Transfer Netaji’s mortal remains to India
Daughter Prof Anita Bose Pfaff appeals to governments of India and Japan
On the 73rd death anniversary of Netaji Subhas Chandra Bose, Professor Anita Bose Pfaff, Netaji’s only child, said, “On this, the 73rd anniversary of my father’s passing, I renew my appeal to the Governments of India and Japan to facilitate a transfer of his mortal remains from Japan to India for a final disposal. It was my father’s ambition to return to a free India. This was unfortunately not fulfilled. Therefore, it would be appropriate if at least his remains touched the soil of Independent India. My father was a devout Hindu. Thus, it is perhaps befitting as per custom to immerse at least part of his remains in the river Ganga.”
She added, “The documents giving evidence on how my father tragically perished after a plane crash in Taipei and the transportation of his remains to Tokyo have been published recently in Ashis Ray’s book.”
In her foreword to the book, Laid to Rest: The Controversy over Subhas Chandra Bose’s Death by Ashis Ray, Prof Pfaff wrote the documents contained in the book “agree on the major facts regarding the plane crash and the consequent death of Netaji”. She went on to record that “the only consistent story about Netaji’s demise remains his death in a plane crash on 18 August 1945”.
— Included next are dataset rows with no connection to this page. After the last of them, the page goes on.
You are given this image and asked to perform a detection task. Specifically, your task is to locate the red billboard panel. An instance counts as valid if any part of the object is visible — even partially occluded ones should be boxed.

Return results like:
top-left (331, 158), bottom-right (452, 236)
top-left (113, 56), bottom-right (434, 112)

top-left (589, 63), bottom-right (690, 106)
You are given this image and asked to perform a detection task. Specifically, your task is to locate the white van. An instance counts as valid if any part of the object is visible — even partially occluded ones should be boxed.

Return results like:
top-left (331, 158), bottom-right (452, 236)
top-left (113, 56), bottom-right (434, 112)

This book, published by Roli Books, is the most comprehensive compilation of hard evidence ever presented on the still hotly-debated demise of one of the heroes of the Indian freedom movement. It pieces together a plethora of first-hand, eye-witness accounts on the plane crash at Taipei that killed Subhas Chandra Bose, his end in a Japanese military hospital, his cremation and the transfer of his ashes to Japan, where they remain till date. It chronicles and collates 11 credible probes into Netaji’s death and their conclusions.
In a veritable tour de force, the book presents irrefutable, overwhelming testimonies from survivors of the crash, people who were at Bose’s bedside when he passed away, attendees at the cremation and couriers of the mortal remains to Tokyo and ultimately to its Renkoji temple. Indian, Japanese and Taiwanese nationals unite to provide an unimpeachable and unanimous verdict. The publication decimates every conspiracy theory; and takes successive Indian governments to task for ignoring the plaintive cry of Bose’s Austrian widow and economist daughter to apply closure to a needless and never-ending controversy.